Paying attention to these numbers pays off
Keeping up with all of the day-to-day demands of operating a business can cause owners to lose sight of their company’s financial situation.
But it’s important to stay on top of key performance indicators (KPIs) to quickly assess how your business is doing so you can take corrective measures if necessary. Or capitalize on new opportunities.
It doesn’t take much time to check on these vital numbers. Be proactive with your company finances by considering these tips.
How liquid is your business?
It’s important to have enough cash on hand to cover short-term obligations. It’s nice to have extra cash available to take advantage of money-making opportunities as they arise – for example, you may come across a cash-starved vendor liquidating stock that you could buy and sell later.
A simple way of determining your company’s liquidity is to look at cash flow. Using your accounting software or financial records, review all cash receipts and disbursements over the last 90 days.
Are you able to meet all of your short-term payment obligations, such as paying employees, suppliers and overhead costs?
What is the monthly cash surplus or deficit?
Do you expect any significant changes to your cash flow position during the next 90 or 180 days? If so you may need to bring in more sales or secure credit with the bank.
Next, update a cash flow forecast using a spreadsheet or accounting software. Use this projection to identify any fixes you need to make to improve cash flow. Or, you may find surplus cash you could put to work in a short-term savings account.
Current Ratio is calculated by dividing your current assets (cash, inventory and receivables) by your current liabilities (employee costs, supplier payables and current portion of any long-term debt).
If your sales are booming but there never seems to be any money left after the bills are paid, your business may have profitability issues.
Monitoring profit margin rather than gross sales can help you figure out how much money your company is actually making.
Divide your net profits by your total revenue. For example, if your business brings in 275,000 in sales and has 36,000 remaining after expenses then your profit margin is about 13%. This means that for every rupees your company receives from customers, it keeps 13 paise. Any movement in this number may indicate that your business is becoming more or less profitable.

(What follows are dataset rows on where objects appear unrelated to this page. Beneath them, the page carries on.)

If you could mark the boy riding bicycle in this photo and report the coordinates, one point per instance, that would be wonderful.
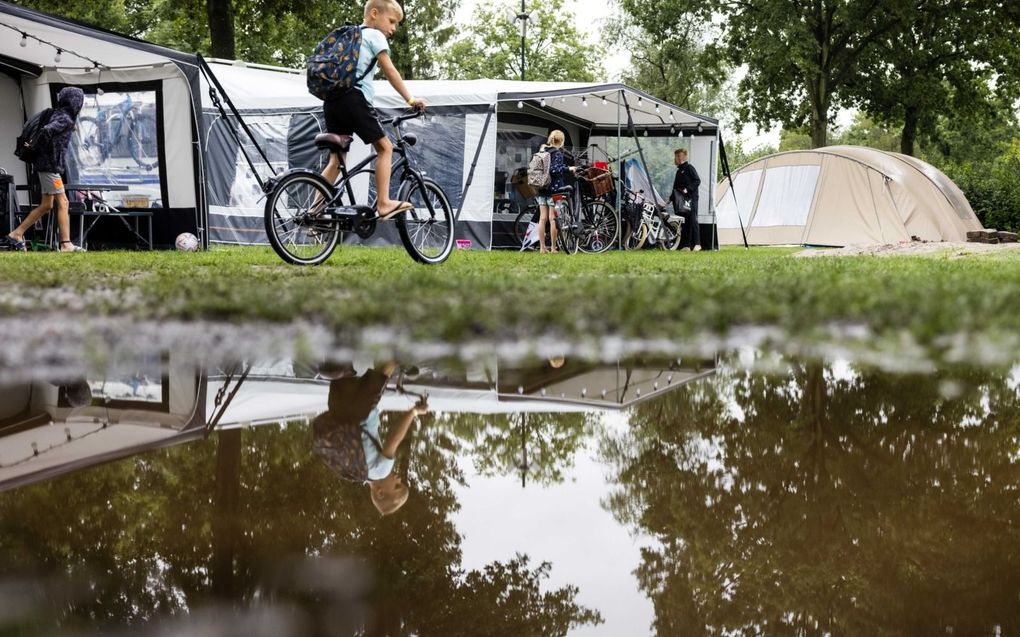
(352, 111)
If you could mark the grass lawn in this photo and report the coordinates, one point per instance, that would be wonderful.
(505, 295)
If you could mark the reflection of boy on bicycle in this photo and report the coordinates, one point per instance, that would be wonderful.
(351, 111)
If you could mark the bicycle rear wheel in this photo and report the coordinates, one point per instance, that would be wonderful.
(599, 227)
(669, 236)
(523, 231)
(294, 221)
(633, 237)
(568, 229)
(427, 235)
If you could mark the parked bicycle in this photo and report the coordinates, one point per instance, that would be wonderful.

Net Profit Margin measures how much your company earns (usually after taxes) relative to its sales. Operating Profit Margin measures earnings before interest and taxes.
More numbers to watch
Other items worth checking during your financial review include overdue receivables, inventory, and borrowing costs.
Your company’s liquidity, profitability and other key financial ratios provide valuable insight into your business so you can take any necessary action. Schedule some time every month to review these critical numbers. Software makes it easy to track monthly, quarterly and annual financial performance so you can see how your business is progressing.